Counter-terrorists have a significant advantage in that they can grab the high ground and ambush terrorists from a variety of blind locations. Terrorists approaching bomb locations may be greeted by an AWP shot from distance, leaving them with little options for defence.


Vertigo sticks out like a sore thumb when compared to the well-defined Inferno, Mirage, and Dust II. But it doesn't mean Vertigo isn't entertaining. It's not the most balanced map, but it's got a lot of fascinating and dynamic chokepoints and smoke points.

Dust II

Well, how many times can one talk about Dust. You know it, we know it. It’s been here since time immemorial and it will be here until the end of days.

For good reason too: Dust II is the most popular map in all first-person shooters.
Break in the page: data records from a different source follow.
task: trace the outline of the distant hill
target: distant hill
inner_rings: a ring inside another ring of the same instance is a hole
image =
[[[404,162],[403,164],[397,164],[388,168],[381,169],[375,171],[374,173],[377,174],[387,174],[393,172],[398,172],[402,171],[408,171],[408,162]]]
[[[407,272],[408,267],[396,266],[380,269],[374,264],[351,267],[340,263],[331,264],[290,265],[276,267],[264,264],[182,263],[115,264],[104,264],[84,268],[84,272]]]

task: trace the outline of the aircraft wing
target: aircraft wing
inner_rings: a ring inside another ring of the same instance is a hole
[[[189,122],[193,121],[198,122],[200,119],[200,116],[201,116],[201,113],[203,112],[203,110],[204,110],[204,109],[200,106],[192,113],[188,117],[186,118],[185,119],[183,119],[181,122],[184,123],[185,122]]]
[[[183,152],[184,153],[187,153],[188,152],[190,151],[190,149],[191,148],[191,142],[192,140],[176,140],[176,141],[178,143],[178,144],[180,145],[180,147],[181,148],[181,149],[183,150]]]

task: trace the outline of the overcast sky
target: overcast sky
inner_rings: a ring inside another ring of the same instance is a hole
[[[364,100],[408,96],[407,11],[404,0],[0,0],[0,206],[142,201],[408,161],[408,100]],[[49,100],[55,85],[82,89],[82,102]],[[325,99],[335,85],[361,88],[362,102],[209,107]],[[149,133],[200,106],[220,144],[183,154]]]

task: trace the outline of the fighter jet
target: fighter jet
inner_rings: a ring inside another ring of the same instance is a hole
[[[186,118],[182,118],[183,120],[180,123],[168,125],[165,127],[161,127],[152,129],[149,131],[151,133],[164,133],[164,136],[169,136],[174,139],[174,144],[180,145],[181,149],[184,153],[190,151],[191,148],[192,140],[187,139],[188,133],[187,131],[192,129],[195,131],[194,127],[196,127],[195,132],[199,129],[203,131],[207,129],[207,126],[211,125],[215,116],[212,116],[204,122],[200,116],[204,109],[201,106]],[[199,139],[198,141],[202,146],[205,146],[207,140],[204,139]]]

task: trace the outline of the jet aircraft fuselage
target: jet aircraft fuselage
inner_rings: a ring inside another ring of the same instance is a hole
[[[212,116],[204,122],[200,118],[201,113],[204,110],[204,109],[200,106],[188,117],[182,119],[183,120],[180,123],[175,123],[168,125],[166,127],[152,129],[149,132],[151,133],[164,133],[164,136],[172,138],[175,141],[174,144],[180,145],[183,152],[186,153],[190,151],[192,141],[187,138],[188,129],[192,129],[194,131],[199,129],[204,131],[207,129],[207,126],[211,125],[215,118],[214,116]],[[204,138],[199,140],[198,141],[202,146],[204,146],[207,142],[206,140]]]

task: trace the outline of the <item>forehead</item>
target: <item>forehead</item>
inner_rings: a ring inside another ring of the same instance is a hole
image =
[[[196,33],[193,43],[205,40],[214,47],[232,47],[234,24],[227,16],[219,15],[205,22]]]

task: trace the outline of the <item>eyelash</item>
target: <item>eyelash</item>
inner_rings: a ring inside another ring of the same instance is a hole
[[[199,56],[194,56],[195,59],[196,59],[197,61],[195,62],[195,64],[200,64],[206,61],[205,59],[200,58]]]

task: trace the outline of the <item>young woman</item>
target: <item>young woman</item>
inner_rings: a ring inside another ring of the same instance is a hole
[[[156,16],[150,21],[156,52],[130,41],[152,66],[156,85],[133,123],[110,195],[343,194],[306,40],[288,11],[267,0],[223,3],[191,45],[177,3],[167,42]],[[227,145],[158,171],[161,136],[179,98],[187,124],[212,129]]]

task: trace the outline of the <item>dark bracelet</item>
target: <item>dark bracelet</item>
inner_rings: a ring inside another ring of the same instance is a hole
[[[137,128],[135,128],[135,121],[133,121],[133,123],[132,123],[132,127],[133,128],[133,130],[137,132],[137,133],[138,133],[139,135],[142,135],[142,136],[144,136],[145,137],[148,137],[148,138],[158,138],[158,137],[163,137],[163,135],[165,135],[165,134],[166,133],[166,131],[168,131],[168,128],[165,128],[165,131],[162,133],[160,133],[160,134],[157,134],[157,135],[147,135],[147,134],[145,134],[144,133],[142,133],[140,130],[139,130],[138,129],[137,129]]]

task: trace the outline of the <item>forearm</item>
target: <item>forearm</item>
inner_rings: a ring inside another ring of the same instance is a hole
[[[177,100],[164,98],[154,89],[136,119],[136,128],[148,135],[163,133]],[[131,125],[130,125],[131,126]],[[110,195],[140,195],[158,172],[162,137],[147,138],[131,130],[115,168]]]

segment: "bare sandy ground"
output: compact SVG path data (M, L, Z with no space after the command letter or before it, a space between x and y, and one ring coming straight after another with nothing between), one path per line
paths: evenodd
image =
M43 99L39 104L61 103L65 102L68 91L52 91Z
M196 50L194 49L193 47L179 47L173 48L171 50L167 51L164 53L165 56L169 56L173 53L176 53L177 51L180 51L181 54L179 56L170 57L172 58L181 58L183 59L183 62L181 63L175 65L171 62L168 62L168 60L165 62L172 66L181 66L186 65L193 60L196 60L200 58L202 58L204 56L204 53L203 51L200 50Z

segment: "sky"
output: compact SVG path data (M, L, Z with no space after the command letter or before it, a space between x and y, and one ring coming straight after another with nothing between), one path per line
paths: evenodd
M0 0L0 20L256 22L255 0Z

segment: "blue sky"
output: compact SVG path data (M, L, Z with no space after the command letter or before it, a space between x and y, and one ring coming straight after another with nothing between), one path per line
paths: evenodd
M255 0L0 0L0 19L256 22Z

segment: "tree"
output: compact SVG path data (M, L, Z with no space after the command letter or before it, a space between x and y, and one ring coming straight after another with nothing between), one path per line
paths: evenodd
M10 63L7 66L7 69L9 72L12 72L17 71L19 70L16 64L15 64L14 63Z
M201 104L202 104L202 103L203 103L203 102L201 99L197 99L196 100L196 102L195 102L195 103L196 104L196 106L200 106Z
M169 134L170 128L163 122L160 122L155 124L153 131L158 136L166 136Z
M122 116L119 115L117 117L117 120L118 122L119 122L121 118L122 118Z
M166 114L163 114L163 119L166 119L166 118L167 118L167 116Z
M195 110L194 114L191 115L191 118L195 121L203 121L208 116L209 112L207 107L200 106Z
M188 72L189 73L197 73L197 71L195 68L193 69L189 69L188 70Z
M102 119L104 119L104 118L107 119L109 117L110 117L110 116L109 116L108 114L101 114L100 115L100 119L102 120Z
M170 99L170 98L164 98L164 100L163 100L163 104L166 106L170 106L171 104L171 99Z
The layout balance is refined to every minute detail, with three entrance points into each bombsite and three lanes inside the map, to prevent either team from acquiring an edge at the start of the game. On Dust II, coordinated teams can thrive, but solo queuers can also excel under the appropriate conditions.


Inferno is a classic Counter-Strike level with an intrinsic risk and reward structure based entirely on a team's map dominance.

CTs are granted map control at the beginning, while T-side players must discover strategies to drive them back in order to gain control of the bombsites.

Communication is essential for success on Inferno because taking a site on both defence and offense by yourself is quite difficult. This crucial point emphasises that CS:GO is a team game, not a game of individual showboating but of course when a player pulls off an ace on this map, it's even better.


Mirage is a three-lane map that is ideal for practising strategy. The round tempo may be strongly influenced by the aggression of the T-side players, allowing CT adaptability throughout the purchase rounds. Mirage's momentum may be changed by a successful execution or retake phase, similar to how a map demands solid rotations and map control, because the map layout allows for variants of both phases for both teams.


CTs are granted an excessive amount of map control at the start of each round, similar to Inferno. When T-side players successfully enter the bombsites, the defence is penalised by a difficult rotation on both locations. Another cause of difficulties on Overpass is its extensive ranges of sight, which provide AWPers and anybody with superb aim an advantage. This, along with proper situational awareness, enables a wide range of playstyles from expert aimers to astute strategists.